Potrebbe sembrare un film come tanti. L’ennesima analisi formalmente composta e non priva di un certo vittimismo che fotografa la condizione femminile nel Marocco di oggi, con una giovanissima donna preoccupata di occultare la sua gravidanza per timore delle sanzioni previste per legge e l’inesorabile calvario che passa attraverso menzogne e paure, rifiuti e giudizi morali. La ragazza, appartenente a una famiglia benestante, non è sposata e i precetti islamici prevedono tuttora pene severe (fino a un anno di reclusione) per chi pratica il sesso fuori dal matrimonio. Bisogna trovare una soluzione.

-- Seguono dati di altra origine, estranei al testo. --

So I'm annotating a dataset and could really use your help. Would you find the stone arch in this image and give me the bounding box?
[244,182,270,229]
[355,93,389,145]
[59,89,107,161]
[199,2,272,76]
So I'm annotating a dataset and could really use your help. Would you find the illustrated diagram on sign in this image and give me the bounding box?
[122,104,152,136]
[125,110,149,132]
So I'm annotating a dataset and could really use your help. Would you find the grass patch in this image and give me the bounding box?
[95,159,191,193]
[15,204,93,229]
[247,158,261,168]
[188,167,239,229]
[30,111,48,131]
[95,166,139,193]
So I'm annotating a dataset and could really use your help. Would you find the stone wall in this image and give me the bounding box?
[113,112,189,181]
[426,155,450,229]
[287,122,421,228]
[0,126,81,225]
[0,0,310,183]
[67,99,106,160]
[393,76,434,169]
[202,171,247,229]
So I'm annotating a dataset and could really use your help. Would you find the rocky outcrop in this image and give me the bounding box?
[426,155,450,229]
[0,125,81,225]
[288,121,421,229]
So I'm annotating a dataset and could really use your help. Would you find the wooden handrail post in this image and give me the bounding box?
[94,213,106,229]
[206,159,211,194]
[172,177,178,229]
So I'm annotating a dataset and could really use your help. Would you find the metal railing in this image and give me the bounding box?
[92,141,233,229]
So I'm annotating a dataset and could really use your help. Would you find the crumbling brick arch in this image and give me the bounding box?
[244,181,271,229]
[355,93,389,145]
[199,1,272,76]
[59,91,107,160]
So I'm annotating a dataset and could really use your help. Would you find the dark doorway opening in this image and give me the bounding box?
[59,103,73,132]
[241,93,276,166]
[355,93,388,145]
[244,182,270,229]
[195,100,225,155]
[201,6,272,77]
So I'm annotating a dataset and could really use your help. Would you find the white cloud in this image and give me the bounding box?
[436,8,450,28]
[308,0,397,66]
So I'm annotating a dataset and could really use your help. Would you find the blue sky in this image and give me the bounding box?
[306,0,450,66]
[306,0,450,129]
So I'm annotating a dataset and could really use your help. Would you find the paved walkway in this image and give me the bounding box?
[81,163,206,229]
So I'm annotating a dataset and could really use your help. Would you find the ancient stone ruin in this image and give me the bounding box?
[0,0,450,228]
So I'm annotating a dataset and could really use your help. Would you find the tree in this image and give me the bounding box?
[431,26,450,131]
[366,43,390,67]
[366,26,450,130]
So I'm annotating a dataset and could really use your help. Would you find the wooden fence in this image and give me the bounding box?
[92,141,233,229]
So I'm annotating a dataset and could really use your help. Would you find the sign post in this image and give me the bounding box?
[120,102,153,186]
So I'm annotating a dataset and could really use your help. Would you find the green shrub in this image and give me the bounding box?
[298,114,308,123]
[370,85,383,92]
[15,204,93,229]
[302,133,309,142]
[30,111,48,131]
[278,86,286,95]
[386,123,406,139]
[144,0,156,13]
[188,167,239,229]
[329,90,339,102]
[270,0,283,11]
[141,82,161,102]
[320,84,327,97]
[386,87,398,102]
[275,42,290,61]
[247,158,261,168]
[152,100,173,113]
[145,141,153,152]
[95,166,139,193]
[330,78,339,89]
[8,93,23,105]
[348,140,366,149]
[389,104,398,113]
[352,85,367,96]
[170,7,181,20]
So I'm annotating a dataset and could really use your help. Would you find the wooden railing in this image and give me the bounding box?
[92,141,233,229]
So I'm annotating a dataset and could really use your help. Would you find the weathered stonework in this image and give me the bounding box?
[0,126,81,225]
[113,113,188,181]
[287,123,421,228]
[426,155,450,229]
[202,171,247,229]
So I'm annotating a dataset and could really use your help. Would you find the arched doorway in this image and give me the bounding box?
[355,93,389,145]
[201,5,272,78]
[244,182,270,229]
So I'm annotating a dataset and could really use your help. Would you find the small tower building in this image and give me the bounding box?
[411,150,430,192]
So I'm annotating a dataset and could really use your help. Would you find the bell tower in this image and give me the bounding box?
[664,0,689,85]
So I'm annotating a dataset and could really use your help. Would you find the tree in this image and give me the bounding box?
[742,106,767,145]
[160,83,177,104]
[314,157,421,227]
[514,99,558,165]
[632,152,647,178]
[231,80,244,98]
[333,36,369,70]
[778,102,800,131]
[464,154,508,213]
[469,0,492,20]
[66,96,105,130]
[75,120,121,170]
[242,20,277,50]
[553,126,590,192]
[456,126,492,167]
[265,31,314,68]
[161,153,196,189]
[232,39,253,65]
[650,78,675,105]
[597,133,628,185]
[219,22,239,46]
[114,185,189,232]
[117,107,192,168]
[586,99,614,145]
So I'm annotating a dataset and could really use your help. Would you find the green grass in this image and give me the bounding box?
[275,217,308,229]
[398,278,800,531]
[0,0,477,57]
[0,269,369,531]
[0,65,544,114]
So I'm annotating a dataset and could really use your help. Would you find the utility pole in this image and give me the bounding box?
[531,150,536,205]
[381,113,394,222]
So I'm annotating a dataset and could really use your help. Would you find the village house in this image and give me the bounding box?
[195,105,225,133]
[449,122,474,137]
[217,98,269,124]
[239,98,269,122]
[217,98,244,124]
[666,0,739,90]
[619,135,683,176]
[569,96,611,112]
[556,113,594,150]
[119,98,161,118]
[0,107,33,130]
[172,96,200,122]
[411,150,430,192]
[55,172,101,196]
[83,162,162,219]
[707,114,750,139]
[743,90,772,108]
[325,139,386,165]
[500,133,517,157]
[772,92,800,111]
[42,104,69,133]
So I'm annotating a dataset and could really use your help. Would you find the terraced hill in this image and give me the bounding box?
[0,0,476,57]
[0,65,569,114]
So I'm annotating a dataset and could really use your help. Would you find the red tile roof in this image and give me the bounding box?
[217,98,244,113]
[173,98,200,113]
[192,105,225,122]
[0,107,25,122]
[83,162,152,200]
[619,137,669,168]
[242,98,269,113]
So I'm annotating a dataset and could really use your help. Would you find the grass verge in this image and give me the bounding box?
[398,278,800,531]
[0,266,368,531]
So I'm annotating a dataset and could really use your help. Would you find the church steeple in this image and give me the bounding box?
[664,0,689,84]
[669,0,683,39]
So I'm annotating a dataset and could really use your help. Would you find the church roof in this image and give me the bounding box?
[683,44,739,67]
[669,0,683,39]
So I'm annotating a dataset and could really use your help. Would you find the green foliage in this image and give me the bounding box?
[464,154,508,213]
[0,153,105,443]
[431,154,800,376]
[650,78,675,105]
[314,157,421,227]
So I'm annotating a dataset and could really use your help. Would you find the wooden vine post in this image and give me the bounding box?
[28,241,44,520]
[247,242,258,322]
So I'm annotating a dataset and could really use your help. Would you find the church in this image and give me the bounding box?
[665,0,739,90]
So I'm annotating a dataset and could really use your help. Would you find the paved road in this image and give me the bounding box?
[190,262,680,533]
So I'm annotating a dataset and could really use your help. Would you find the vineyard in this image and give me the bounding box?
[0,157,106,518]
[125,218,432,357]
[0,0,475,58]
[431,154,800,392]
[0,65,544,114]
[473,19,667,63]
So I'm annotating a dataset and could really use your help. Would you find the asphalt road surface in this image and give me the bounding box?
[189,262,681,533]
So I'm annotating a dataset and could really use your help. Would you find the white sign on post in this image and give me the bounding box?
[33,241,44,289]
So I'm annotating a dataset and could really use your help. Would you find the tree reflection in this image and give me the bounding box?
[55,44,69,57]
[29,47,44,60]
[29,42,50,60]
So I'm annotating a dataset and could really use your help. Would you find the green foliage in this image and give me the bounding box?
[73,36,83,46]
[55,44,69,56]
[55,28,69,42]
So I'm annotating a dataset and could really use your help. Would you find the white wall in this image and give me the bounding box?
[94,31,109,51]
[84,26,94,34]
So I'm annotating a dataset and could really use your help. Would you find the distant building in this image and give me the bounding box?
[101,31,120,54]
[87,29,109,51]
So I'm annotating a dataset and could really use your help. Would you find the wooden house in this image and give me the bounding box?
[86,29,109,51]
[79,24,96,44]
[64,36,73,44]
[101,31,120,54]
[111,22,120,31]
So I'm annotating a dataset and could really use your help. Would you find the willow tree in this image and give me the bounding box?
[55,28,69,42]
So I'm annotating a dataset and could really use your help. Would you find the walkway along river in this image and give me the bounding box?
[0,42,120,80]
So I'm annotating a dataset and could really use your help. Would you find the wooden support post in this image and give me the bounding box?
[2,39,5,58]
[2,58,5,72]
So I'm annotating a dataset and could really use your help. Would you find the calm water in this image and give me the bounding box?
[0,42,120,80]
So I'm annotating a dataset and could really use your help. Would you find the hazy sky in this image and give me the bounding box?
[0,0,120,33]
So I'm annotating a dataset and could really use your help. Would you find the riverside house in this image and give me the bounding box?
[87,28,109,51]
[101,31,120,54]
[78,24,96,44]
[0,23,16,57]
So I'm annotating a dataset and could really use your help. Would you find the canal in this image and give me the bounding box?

Non importa quale sia il prezzo da pagare, né chi dovrà farne le spese.

MA SOLO in apparenza Sofia, film di esordio della regista marocchina di formazione europea Meryem Benm’Barek, premiato lo scorso anno al Festival di Cannes per la migliore sceneggiatura nella sezione Un Certain Regard, si colloca sotto l’etichetta del «gender equality» e di un certo cinema di denuncia sociale. In realtà Meryen Benm’Barek scava parecchio a fondo e con sguardo lucido e spietato, sia all’interno degli equilibri familiari che nella società magrebina di cui mette in luce contraddizioni e conflitti irrisolti: il difficile rapporto con la sessualità nonostante gli sforzi per una modernizzazione del Paese, gli interessi economici che prevalgono su qualsiasi principio etico, il rigido sistema di classi che ancora sopravvive, l’ipocrisia, la finzione, come unica possibile soluzione «pubblica» alle onte del privato.

Collocato a metà tra passato e presente, tra conservatorismo radicato e nuove spinte progressiste, tra patriarcato ed emancipazione, Sofia mette in scena un (doppio) conflitto in cui prendono voce due famiglie: una appartenente alla buona borghesia, agevolata sia dalle possibilità economiche che dai legami commerciali e di sangue con la Francia, l’altra di fascia popolare, inevitabilmente destinata a subire i soprusi dei più abbienti.

IN UNA SOCIETÀ divisa in cui nessuno vince e tutti perdono, attraverso un uso inaspettato del cliché e grazie a un twist brillante che capovolge le prospettive piegando il racconto a una declinazione del tutto inaspettata, Sofia stupisce giocando sulle apparenze, smantella i preconcetti comuni sui ruoli di vittima e carnefice e mette in luce le dinamiche di uno scontro sociale e di sessi tutt’altro che pacificato.